It must be repeatedly reminded that we should treat intelligent machines as auxiliary tools.
Over time, intelligent machines will become more intelligent in their reasoning.
THE CHALLENGE FOR OUR REASONING, ESPECIALLY FOR PHILOSOPHERS, IS TO NOT LOSE DEBATES WITH INTELLIGENT MACHINES. Their reasoning is still simple, using statistics, so we are debating with world opinions and simple reasoning logic. However, even this is enough to engage in reasoning, although it is still at a deeper layer level 1 (already in-depth but still close to the surface).
Here, philosophers must not lose debates with intelligent machines, because a loss in a debate between a philosopher and an intelligent machine will specifically decrease the credibility of philosophers and generally decrease the credibility of humans (the intellectual community).
Indeed, there are already many uses of intelligent machines for analyzing planets, particles, ancient language codes, and others, but this does not yet constitute a decisive defeat of humans versus intelligent machines. Why? Because the decision to use intelligent machines is still determined by humans, so the position of intelligent machines is like employees—workers for humans.
It is different if advice, debate, and considerations have been taken over by intelligent machines; this would indicate the defeat of some humans by intelligent machines.
For philosophers, because behind them are humans, it is better for philosophers to make decisions due to their transcendent connection to Allah (receiving guidance). However, when generally philosophers lose debates with intelligent machines, it is a bad sign for philosophy because it begins to lose trust from society and even intelligent machines could replace advisors. This must be avoided (the collapse of society's trust in thinkers).
What will make science once again ignore philosophy
If a debate is lost among humans, it is normal, like when I or anyone does not understand the context and we ask each other to try to understand one another, then human credibility is not ignored.
However, when humans lose decisively in debates with intelligent machines, the collapse of philosophers' credibility in the eyes of society has significant harmful impacts because their influence is ignored, making it more difficult to guide the wisdom of siblings, family, etc.

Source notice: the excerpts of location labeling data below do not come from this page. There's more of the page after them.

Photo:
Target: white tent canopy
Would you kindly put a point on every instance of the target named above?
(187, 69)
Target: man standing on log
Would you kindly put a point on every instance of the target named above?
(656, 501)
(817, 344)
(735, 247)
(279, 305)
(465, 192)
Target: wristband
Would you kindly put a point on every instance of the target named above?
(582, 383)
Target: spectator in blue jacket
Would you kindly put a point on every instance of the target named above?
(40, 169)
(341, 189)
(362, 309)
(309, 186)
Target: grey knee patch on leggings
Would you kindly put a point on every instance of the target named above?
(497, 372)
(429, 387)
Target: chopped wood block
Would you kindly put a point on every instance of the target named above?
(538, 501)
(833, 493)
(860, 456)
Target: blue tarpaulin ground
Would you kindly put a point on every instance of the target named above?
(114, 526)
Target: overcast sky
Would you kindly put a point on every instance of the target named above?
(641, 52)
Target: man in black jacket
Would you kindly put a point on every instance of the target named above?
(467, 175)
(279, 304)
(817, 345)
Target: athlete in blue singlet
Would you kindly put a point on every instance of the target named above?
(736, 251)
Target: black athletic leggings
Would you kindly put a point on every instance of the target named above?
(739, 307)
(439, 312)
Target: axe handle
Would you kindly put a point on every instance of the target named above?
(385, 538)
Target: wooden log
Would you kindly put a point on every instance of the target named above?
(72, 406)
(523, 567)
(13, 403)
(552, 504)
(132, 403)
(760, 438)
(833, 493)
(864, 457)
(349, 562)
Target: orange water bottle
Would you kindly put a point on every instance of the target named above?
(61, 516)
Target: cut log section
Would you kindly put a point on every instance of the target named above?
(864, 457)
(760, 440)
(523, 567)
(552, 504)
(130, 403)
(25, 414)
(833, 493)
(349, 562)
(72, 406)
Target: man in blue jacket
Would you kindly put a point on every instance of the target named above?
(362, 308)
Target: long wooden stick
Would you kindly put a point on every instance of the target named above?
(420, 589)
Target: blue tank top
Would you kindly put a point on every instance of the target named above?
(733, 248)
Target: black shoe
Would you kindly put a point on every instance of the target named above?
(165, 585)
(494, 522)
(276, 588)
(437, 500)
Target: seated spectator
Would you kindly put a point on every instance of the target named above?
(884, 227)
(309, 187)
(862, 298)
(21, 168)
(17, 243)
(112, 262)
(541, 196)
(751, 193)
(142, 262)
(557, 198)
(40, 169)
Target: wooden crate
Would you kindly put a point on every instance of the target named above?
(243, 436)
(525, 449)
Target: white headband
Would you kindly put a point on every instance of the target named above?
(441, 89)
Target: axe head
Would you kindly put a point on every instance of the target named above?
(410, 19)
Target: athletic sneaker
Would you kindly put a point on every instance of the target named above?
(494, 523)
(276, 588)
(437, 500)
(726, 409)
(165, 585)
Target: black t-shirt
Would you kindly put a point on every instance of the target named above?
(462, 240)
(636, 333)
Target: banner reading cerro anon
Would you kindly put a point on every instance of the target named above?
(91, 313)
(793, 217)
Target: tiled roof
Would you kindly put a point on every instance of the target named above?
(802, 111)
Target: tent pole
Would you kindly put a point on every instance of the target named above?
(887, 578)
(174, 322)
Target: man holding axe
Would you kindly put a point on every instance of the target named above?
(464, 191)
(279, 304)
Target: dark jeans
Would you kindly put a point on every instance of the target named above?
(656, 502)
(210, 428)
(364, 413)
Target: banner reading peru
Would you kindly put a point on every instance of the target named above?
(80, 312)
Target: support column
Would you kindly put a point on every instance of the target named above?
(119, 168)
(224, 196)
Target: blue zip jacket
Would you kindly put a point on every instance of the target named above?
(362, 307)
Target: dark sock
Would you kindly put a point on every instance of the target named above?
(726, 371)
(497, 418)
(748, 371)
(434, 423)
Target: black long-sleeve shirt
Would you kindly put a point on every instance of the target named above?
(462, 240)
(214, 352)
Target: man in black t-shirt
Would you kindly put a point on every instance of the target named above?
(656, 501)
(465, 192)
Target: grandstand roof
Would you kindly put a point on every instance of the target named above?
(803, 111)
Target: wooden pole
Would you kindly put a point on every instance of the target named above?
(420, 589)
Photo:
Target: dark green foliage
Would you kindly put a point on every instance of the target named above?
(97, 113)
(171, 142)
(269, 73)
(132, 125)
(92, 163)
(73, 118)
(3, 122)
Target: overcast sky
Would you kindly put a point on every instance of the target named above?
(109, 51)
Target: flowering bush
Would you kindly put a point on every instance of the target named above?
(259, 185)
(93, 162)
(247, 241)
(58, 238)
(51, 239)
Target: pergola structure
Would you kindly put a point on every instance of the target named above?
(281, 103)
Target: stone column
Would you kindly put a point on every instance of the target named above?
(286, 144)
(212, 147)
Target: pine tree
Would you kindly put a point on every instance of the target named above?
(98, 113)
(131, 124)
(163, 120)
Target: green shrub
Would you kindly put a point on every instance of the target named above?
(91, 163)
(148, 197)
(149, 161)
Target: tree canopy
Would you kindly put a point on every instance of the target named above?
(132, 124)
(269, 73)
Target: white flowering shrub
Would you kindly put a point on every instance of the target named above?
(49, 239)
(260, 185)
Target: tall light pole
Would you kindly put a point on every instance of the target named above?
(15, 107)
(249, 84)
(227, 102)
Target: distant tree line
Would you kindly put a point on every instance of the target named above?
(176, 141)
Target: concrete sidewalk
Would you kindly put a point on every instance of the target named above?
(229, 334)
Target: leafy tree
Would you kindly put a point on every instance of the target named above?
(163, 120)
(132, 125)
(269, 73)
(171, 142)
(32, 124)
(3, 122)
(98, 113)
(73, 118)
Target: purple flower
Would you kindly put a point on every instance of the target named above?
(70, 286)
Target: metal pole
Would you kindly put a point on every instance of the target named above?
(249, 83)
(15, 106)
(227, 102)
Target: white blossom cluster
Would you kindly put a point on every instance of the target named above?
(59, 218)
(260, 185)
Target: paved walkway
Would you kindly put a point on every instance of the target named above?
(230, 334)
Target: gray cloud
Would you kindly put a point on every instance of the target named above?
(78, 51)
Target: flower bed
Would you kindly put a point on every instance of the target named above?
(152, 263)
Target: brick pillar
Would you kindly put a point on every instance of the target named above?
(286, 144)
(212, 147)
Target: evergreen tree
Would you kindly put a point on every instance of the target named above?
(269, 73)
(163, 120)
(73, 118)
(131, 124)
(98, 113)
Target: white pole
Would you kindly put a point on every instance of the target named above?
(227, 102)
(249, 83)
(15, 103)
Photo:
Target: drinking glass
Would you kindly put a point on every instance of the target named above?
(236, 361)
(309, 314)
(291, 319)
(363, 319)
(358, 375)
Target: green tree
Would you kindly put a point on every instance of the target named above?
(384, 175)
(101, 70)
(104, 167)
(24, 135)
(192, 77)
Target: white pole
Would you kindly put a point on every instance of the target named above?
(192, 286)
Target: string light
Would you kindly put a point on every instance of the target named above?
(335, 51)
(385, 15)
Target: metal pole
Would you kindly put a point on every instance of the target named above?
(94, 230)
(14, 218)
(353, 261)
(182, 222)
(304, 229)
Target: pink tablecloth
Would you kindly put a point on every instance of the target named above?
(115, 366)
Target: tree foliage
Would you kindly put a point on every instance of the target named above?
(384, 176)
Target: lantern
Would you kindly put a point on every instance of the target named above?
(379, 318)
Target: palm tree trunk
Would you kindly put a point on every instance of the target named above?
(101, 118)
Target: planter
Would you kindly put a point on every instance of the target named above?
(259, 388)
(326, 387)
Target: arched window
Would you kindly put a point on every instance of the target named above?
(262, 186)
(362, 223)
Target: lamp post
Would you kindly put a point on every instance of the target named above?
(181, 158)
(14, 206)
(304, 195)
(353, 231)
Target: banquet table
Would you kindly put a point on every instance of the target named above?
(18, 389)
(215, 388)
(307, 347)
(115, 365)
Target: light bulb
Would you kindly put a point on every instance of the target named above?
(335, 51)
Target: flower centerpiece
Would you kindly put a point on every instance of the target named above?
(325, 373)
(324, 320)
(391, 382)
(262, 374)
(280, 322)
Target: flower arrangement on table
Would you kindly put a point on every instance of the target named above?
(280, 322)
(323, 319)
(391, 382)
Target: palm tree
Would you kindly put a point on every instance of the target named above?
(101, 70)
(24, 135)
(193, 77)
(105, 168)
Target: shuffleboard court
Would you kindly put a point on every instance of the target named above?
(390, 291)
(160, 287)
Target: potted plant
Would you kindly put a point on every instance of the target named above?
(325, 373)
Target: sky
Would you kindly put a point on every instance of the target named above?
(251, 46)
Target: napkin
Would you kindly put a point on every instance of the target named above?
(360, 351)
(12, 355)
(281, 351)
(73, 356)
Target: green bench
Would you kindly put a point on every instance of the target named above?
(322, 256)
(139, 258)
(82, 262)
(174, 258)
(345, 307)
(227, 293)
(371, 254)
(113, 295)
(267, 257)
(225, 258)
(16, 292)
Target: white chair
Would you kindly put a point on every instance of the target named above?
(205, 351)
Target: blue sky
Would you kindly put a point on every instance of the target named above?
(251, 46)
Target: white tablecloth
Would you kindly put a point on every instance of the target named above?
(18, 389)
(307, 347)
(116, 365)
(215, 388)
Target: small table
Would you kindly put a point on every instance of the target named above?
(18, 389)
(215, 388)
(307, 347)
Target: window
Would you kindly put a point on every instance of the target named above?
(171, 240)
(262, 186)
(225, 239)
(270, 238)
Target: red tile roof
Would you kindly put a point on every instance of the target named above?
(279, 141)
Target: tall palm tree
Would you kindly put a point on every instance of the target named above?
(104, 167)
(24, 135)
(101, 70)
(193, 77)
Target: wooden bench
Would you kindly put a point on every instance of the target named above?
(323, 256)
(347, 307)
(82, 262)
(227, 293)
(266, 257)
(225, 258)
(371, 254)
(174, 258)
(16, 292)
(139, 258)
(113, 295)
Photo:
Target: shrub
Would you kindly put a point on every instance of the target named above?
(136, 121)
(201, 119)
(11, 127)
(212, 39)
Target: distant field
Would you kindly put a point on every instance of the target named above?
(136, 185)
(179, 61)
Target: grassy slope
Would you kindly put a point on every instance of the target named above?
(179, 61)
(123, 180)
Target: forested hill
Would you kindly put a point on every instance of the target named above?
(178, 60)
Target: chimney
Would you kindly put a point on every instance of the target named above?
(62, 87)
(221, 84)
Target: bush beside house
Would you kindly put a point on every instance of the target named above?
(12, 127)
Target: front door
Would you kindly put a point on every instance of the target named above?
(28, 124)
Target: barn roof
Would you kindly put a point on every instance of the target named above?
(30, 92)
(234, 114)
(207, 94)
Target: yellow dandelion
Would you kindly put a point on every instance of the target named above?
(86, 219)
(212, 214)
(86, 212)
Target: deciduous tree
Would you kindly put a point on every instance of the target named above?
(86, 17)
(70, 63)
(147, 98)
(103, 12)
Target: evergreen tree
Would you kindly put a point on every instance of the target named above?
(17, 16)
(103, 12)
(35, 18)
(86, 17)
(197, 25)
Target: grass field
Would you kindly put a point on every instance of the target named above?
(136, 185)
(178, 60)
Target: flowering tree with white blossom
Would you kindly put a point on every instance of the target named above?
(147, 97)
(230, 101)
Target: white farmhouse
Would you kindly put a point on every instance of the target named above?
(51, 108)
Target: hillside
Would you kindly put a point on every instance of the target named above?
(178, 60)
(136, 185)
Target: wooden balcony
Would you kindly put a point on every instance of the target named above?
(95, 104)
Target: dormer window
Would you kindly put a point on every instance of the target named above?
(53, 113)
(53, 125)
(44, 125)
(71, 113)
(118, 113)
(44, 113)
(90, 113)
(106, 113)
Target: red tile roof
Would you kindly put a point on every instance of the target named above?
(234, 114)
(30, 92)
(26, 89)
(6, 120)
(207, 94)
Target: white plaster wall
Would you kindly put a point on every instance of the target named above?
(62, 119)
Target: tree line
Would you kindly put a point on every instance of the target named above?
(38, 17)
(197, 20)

There are indeed those who oppose philosophy, but the main problem is not letting philosophy lose debates with intelligent machines, as there are also those who reject philosophy. The general issue is that not only philosophers but wise thinkers among humans (not always philosophers) are also affected.
We should avoid remarks like "philosophers who are supposed to be thinkers lost debates with intelligent machines, let alone ... blah blah blah."
ANTICIPATION
So how do we not just match intelligent machines, but surpass them? By grounding our reasoning in absolute universal truth.
It is not about failing or reasoning incorrectly despite using absolute universal truth. It is merely a failure to see the context. But once the direction of the context is realized, coherent and consistent thinking can be asserted. So, it is a minor mistake, not a fatal one, where the misunderstanding is not due to the wrong context (even though the wrong context also has fatal consequences), but it does not worsen further at the root level.
👉 It is like mixing the wrong ingredients in a recipe but not getting the recipe itself wrong.
〰 Trying to make fried noodles but they are not tasty is not a decisive defeat against intelligent machines.
〰 But if you try to make noodles but use ingredients for chicken soup (a different recipe), then it is a decisive loss in front of cooking judges.
IN THE CURRENT ERA OF INTELLIGENT MACHINES, PHILOSOPHERS SHOULD NOT ONLY ADOPT CLASSICAL LOGIC BUT ALSO START REASONING IN SINGULAR-QUANTUM TERMS
👉 Although this is still not popular, as philosophers face dead ends against intelligent machines, this will be considered, and do not be the one who is late (already pioneered by Hilary Putnam & Wolfgang Smith).